I think most of us would find below 11 too high as a target. NICE guidelines are below 8.5 two hours after eating. Average normal non- diabetics are below 7.8 two hours after eating, and many of us set that as a ceiling. You need to get a meter and strips to work out what you can eat in what quantities. Worthwhile investment to control your diabetes and avoid complications.
 
Urine sticks are ideal for Type 1's testing for ketones but are pretty useless for managing blood sugar levels. It takes a while for the kidneys to process blood into urine and so these strips will tell you what your blood sugar was 2-4 hours previous.

Read the basic information that Daisy gives to newly diagnosed, which tells you about acceptable levels and invest in a meter and strips for your ongoing health.
This is a thread about some cheap meters available.
viewtopic.php?f=1&t=26779
 
catherinecherub said:
Read the basic information that Daisy gives to newly diagnosed, which tells you about acceptable levels and invest in a meter and strips for your ongoing health.

For ease of reference, here is the information that I post to newly diagnosed, which Catherine was referring to:

BASIC INFORMATION FOR NEWLY DIAGNOSED DIABETICS

Diabetes is the general term to describe people who have blood that is sweeter than normal. A number of different types of diabetes exist.

A diagnosis of diabetes tends to be a big shock for most of us. It’s far from the end of the world though and on this forum you’ll find well over 30,000 people who are demonstrating this.

On the forum we have found that with the number of new people being diagnosed with diabetes each day, sometimes the NHS is not being able to give all the advice it would perhaps like to deliver - particularly with regards to people with type 2 diabetes.

The role of carbohydrate

Carbohydrates are a factor in diabetes because they ultimately break down into sugar (glucose) within our blood. We then need enough insulin to either convert the blood sugar into energy for our body, or to store the blood sugar as body fat.

If the amount of carbohydrate we take in is more than our body’s own (or injected) insulin can cope with, then our blood sugar will rise.

The bad news

Research indicates that raised blood sugar levels over a period of years can lead to organ damage, commonly referred to as diabetic complications.

The good news

People on the forum here have shown that there is plenty of opportunity to keep blood sugar levels from going too high. It’s a daily task but it’s within our reach and it’s well worth the effort.

Controlling your carbs

The info below is primarily aimed at people with type 2 diabetes, however, it may also be of benefit for other types of diabetes as well.
There are two approaches to controlling your carbs:

  • Reduce your carbohydrate intake
  • Choose ‘better’ carbohydrates
Reduce your carbohydrates
A large number of people on this forum have chosen to reduce the amount of carbohydrates they eat as they have found this to be an effective way of improving (lowering) their blood sugar levels.

The carbohydrates which tend to have the most pronounced effect on blood sugar levels tend to be starchy carbohydrates such as rice, pasta, bread, potatoes and similar root vegetables, flour based products (pastry, cakes, biscuits, battered food etc) and certain fruits.

Choosing better carbohydrates

Another option is to replace ‘white carbohydrates’ (such as white bread, white rice, white flour etc) with whole grain varieties.

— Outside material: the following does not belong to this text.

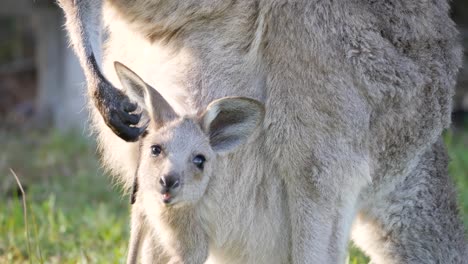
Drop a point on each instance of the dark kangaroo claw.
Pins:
(116, 108)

The idea behind having whole grain varieties is that the carbohydrates get broken down slower than the white varieties –and these are said to have a lower glycaemic index.
http://www.diabetes.co.uk/food/diabetes ... rains.html

The low glycaemic index diet is often favoured by healthcare professionals but some people with diabetes find that low GI does not help their blood sugar enough and may wish to cut out these foods altogether.

Read more on carbohydrates and diabetes

Eating what works for you

Different people respond differently to different types of food. What works for one person may not work so well for another. The best way to see which foods are working for you is to test your blood sugar with a glucose meter.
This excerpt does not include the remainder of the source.